Hey there,
I’m Rebecca, a Test Kitchen editor here at Bon Appétit. This week, I’m kicking off a new column called Good for You—but first I wanted to tell you why.
For years my social media algorithms have been showing me “what I eat in a day” videos. At first I was annoyed by them! Why should I care what this stranger makes for a snack? But as more flooded my feed, each more aesthetic than the last, I started to view these as an anthropological study. And a pattern appeared.
Wellness content encourages optimization of every bite and sip. Stir whey protein into yogurt. Add greens powder to water. Make sure that salad has all the macros covered. Having a seltzer with lunch? Hah! Grab a functional prebiotic soda instead. That pasta for dinner should be fortified with pea protein isolate. Check if there are any seed oils in the pesto. And don’t forget to mix up a tonic for deep sleep!
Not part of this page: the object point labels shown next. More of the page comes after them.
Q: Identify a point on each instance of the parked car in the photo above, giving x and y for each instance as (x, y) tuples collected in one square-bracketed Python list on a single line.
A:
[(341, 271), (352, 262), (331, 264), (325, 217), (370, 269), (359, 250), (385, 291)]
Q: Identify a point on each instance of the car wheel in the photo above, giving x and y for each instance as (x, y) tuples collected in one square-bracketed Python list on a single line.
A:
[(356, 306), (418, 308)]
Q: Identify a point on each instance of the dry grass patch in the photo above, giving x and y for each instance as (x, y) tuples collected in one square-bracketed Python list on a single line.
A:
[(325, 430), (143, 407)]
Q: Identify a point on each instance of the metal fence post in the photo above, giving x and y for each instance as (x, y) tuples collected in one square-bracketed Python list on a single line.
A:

I don’t know about you, but all of this exhausts me. I’m tired of the noise surrounding what we “should” and “should not” eat for optimal wellbeing, whatever that even means. Troubled that body size is still conflated with overall health. And frustrated that cooking has become a contest of nutritional perfectionism online. I want a welcoming space, where healthy food can fit into my messy everyday life—and yours.
That’s why I’m launching Good for You, a series about unfussy, nourishing food. Because healthy cooking shouldn’t feel like a chore or an exercise in restriction. Each month, I’ll share a delicious new recipe in 10 ingredients or less, with a candid column that aims to break through the noise. Like why bone broth may be nutritious, but that doesn’t make it filling. Or how pantry staples like beans and grains can turn into flavorful fiber-rich meals. Or how to reap the benefits of cottage cheese without that lumpy texture.
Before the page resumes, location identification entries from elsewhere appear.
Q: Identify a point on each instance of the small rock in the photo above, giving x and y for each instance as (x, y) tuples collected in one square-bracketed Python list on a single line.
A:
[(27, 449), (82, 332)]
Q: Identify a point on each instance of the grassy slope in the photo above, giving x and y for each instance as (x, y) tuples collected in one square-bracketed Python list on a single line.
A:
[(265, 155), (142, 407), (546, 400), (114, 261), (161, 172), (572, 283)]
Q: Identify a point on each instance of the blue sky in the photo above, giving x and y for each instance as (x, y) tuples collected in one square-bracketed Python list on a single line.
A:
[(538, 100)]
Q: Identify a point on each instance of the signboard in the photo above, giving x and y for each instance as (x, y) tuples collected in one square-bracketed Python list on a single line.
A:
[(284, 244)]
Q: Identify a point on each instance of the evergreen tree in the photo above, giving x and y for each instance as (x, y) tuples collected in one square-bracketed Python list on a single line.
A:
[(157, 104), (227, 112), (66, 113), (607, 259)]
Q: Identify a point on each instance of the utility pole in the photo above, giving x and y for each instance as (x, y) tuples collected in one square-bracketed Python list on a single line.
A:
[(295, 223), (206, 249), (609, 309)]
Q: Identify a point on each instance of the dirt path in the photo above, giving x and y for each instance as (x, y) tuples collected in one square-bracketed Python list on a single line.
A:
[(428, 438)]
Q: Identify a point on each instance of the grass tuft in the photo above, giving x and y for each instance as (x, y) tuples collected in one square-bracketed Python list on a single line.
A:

I’ll never tell you to avoid a whole category like carbs or fat, nor will I claim that a food humans have been eating for centuries like pasta or butter is “bad.” In fact, I’ll never say any ingredient is off-limits. Instead, I’m going to focus on all the good things we gain from a well-balanced meal. Joy included.
I hope you enjoy the first edition—and come back to cook with me.